Glib advice aside, what is the recommendation when it comes to sleep and alcohol? It is hard not to sound puritanical, but the evidence is so strong regarding alcohol’s harmful effects on sleep that to do otherwise would be doing you, and the science, a disservice. Many people enjoy a glass of wine with dinner, even an aperitif thereafter. But it takes your liver and kidneys many hours to degrade and excrete that alcohol, even if you are an individual with fast-acting enzymes for ethanol decomposition. Nightly alcohol will disrupt your sleep, and the annoying advice of abstinence is the best, and most honest, I can offer.
GET THE NIGHTTIME CHILLS
Thermal environment, specifically the proximal temperature around your body and brain, is perhaps the most underappreciated factor determining the ease with which you will fall asleep tonight, and the quality of sleep you will obtain. Ambient room temperature, bedding, and nightclothes dictate the thermal envelope that wraps around your body at night. It is ambient room temperature that has suffered a dramatic assault
from modernity. This change sharply differentiates the sleeping practices of modern humans from those of pre-industrial cultures, and from animals.
To successfully initiate sleep, as described in chapter 2, your core temperature needs to decrease by 2 to 3 degrees Fahrenheit, or about 1 degree Celsius. For this reason, you will always find it easier to fall asleep in a room that is too cold than too hot, since a room that is too cold is at least dragging your brain and body in the correct (downward) temperature direction for sleep.
The decrease in core temperature is detected by a group of thermosensitive cells situated in the center of your brain within the hypothalamus.

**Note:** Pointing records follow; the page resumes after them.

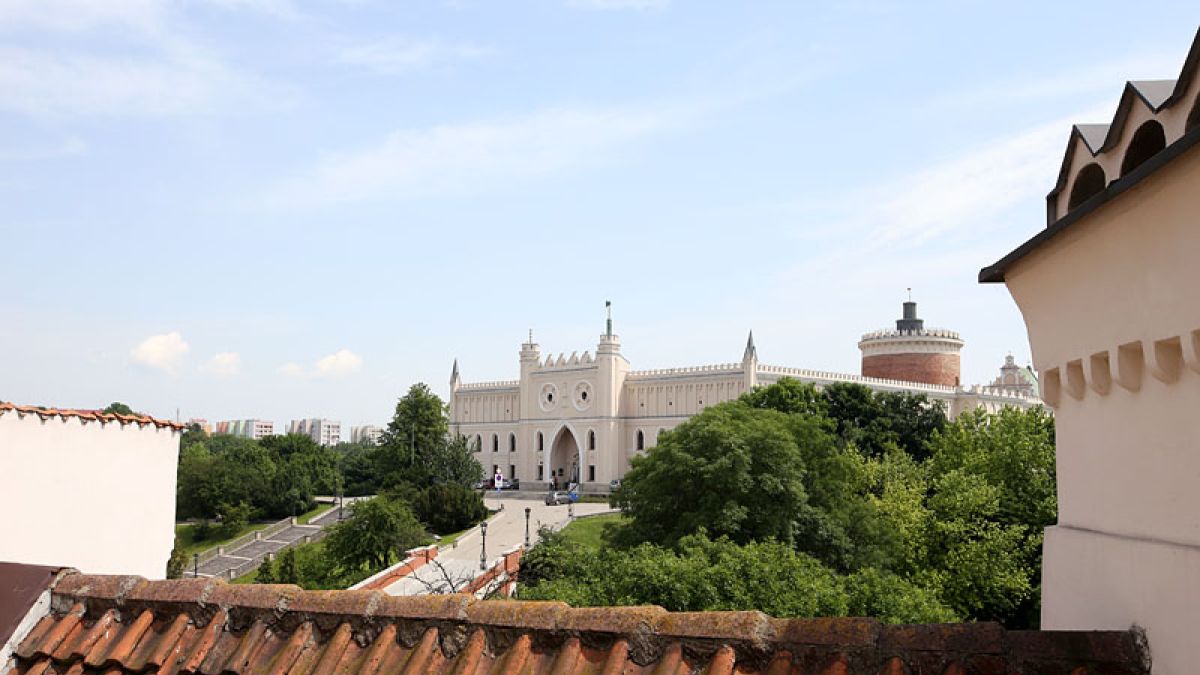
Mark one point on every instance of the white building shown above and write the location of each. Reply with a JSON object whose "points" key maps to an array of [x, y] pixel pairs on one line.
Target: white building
{"points": [[581, 418], [323, 431], [246, 428], [58, 463], [366, 434]]}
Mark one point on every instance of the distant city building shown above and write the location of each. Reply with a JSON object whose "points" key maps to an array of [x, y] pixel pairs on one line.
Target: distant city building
{"points": [[367, 434], [246, 428], [323, 431]]}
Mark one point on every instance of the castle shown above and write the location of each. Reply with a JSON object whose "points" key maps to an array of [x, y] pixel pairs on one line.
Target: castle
{"points": [[581, 418]]}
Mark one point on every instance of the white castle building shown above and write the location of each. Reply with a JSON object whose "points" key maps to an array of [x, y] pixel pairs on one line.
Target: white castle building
{"points": [[581, 418]]}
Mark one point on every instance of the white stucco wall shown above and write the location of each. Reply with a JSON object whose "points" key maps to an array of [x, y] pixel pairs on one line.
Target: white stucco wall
{"points": [[99, 497]]}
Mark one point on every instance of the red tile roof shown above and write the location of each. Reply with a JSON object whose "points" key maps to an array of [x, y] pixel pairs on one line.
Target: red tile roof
{"points": [[87, 416], [118, 625]]}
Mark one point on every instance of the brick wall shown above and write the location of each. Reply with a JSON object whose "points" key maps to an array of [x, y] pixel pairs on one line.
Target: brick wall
{"points": [[930, 369]]}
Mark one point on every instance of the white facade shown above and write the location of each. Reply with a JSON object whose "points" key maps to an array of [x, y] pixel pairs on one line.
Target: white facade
{"points": [[366, 434], [87, 490], [323, 431], [582, 418], [246, 428]]}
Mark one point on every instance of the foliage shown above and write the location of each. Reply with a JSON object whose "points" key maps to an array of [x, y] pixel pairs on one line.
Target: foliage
{"points": [[178, 561], [732, 470], [448, 507], [916, 518], [418, 425], [376, 531], [874, 420], [118, 407]]}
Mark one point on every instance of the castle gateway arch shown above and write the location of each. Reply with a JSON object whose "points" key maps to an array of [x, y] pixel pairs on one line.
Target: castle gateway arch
{"points": [[564, 458]]}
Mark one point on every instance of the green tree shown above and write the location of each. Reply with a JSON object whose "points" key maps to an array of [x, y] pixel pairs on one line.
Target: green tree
{"points": [[449, 507], [453, 463], [118, 407], [178, 561], [789, 395], [376, 531], [731, 470], [418, 426]]}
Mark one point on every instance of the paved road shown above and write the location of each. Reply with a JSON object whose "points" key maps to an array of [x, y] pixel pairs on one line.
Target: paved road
{"points": [[257, 550], [505, 531]]}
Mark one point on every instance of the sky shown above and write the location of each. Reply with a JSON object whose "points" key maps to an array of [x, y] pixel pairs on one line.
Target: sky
{"points": [[282, 209]]}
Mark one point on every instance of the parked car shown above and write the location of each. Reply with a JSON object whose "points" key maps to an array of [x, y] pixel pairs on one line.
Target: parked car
{"points": [[556, 499]]}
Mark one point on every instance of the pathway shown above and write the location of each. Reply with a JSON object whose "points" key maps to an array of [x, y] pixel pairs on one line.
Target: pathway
{"points": [[246, 554], [505, 531]]}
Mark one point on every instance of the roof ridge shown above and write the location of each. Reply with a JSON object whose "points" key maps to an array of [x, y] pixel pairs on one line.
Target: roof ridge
{"points": [[90, 416]]}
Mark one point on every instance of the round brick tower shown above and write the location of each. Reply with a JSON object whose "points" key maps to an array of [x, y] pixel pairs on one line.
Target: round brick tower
{"points": [[912, 352]]}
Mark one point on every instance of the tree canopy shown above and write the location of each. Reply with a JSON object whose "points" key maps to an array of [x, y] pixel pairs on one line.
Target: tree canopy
{"points": [[874, 501]]}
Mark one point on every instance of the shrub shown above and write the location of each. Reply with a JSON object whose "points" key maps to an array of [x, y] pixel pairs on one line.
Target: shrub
{"points": [[448, 508]]}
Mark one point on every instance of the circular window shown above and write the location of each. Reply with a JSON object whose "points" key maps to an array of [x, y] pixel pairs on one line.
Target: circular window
{"points": [[549, 393], [582, 395]]}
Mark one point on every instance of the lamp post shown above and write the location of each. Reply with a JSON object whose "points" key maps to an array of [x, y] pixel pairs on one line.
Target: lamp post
{"points": [[483, 547]]}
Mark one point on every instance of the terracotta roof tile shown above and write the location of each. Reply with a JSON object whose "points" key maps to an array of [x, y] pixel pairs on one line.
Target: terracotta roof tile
{"points": [[127, 625], [87, 416]]}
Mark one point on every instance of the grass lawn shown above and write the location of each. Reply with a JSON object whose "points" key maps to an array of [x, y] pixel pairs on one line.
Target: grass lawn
{"points": [[587, 531], [186, 533]]}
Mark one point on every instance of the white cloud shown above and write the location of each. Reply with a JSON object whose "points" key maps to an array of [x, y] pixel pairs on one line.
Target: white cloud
{"points": [[223, 364], [163, 352], [457, 157], [292, 370], [618, 4], [339, 364], [975, 186], [399, 55], [67, 84]]}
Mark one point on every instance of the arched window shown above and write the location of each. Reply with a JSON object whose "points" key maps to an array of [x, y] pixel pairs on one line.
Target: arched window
{"points": [[1089, 181], [1146, 142]]}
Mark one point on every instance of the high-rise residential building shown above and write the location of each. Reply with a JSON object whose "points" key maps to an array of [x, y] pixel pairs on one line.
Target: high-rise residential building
{"points": [[323, 431], [246, 428], [366, 434]]}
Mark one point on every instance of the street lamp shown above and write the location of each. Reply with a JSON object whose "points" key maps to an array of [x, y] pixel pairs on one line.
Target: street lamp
{"points": [[483, 547], [527, 527]]}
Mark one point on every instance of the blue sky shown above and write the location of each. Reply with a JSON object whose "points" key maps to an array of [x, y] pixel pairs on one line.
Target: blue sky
{"points": [[282, 209]]}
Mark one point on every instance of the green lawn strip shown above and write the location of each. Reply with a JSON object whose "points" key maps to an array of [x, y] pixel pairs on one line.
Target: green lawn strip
{"points": [[186, 533], [588, 531]]}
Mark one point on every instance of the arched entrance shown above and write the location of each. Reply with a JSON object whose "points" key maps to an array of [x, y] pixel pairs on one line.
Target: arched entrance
{"points": [[564, 459]]}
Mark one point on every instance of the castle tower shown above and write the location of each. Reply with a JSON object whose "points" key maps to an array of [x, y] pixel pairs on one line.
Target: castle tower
{"points": [[912, 352]]}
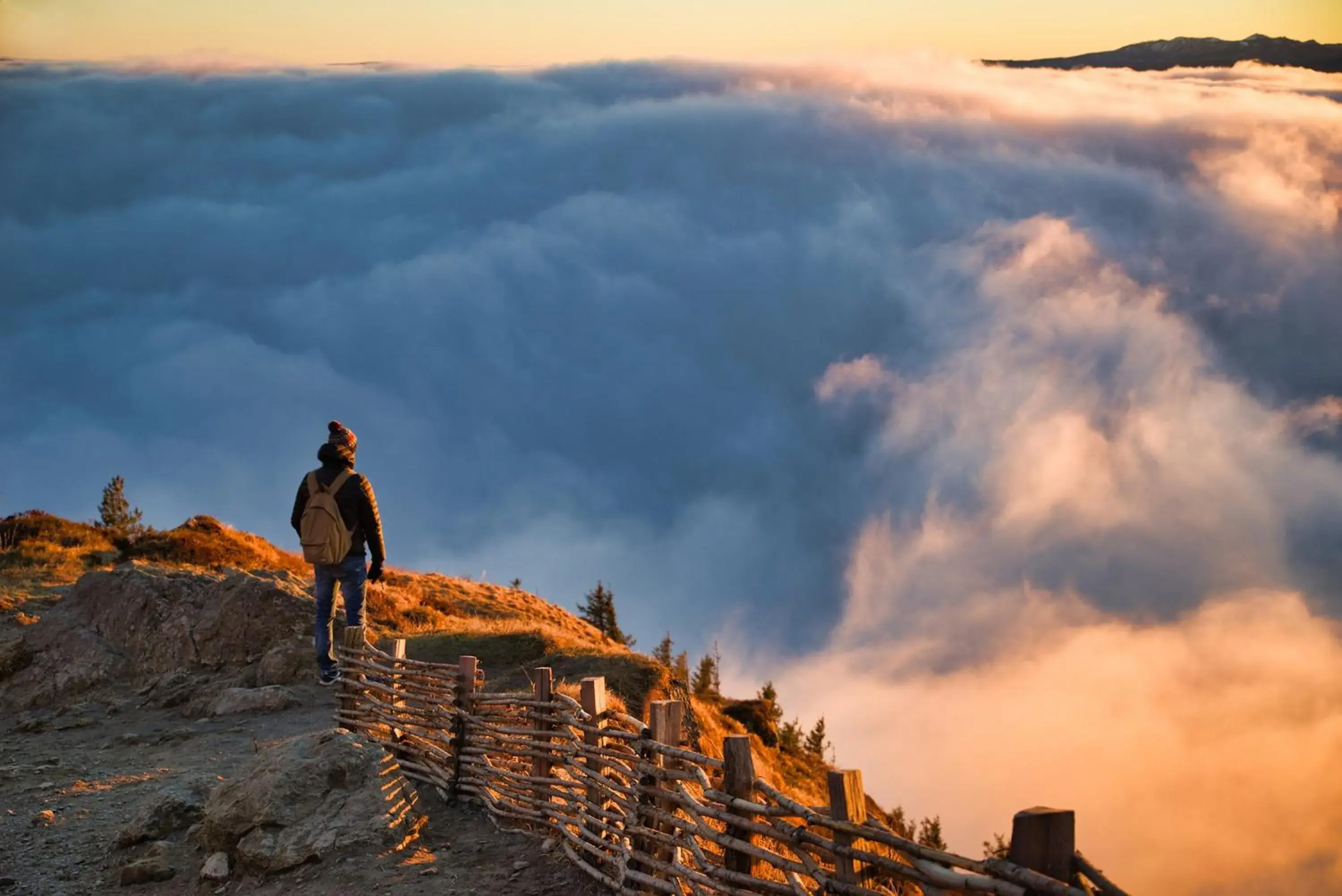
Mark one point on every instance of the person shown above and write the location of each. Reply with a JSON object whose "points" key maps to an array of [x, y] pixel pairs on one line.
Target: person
{"points": [[359, 513]]}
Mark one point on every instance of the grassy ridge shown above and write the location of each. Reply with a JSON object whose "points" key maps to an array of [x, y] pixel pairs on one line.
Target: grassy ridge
{"points": [[442, 617]]}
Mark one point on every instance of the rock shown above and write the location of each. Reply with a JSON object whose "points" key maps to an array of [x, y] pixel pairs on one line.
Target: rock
{"points": [[30, 723], [15, 656], [171, 620], [309, 797], [145, 871], [215, 867], [269, 699], [136, 621], [286, 663], [66, 659], [175, 689], [174, 808]]}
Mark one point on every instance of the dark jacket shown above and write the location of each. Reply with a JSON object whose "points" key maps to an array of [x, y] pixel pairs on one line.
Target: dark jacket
{"points": [[356, 501]]}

Those cells live right next door to the twenty-four-hour clock of the suprachiasmatic nucleus in the brain, and for good reason. Once core temperature dips below a threshold in the evening, the thermosensitive cells quickly deliver a neighborly message to the suprachiasmatic nucleus. The memo adds to that of naturally fading light, informing the suprachiasmatic nucleus to initiate the evening surge in melatonin, and with it, the timed ordering of sleep. Your nocturnal melatonin levels are therefore controlled not only by the loss of daylight at dusk, but also the drop in temperature that coincides with the setting sun. Environmental light and temperature therefore synergistically, though independently, dictate nightly melatonin levels and sculpt the ideal timing of sleep.
Your body is not passive in letting the cool of night lull it into sleep, but actively participates. One way you control your core body temperature is using the surface of your skin. Most of the thermic work is performed by three parts of your body in particular: your hands, your feet, and your head. All three areas are rich in crisscrossing blood vessels, known as the arteriovenous anastomoses, that lie close to the skin’s surface. Like stretching clothes over a drying line, this mass of vessels will allow blood to be spread across a large surface area of skin and come in close contact with the air that surrounds it. The hands, feet, and head are therefore remarkably efficient radiating devices that, just prior to sleep onset, jettison body heat in a massive thermal venting session so as to drop your core body temperature. Warm hands and feet help your body’s core cool, inducing inviting sleep quickly and efficiently.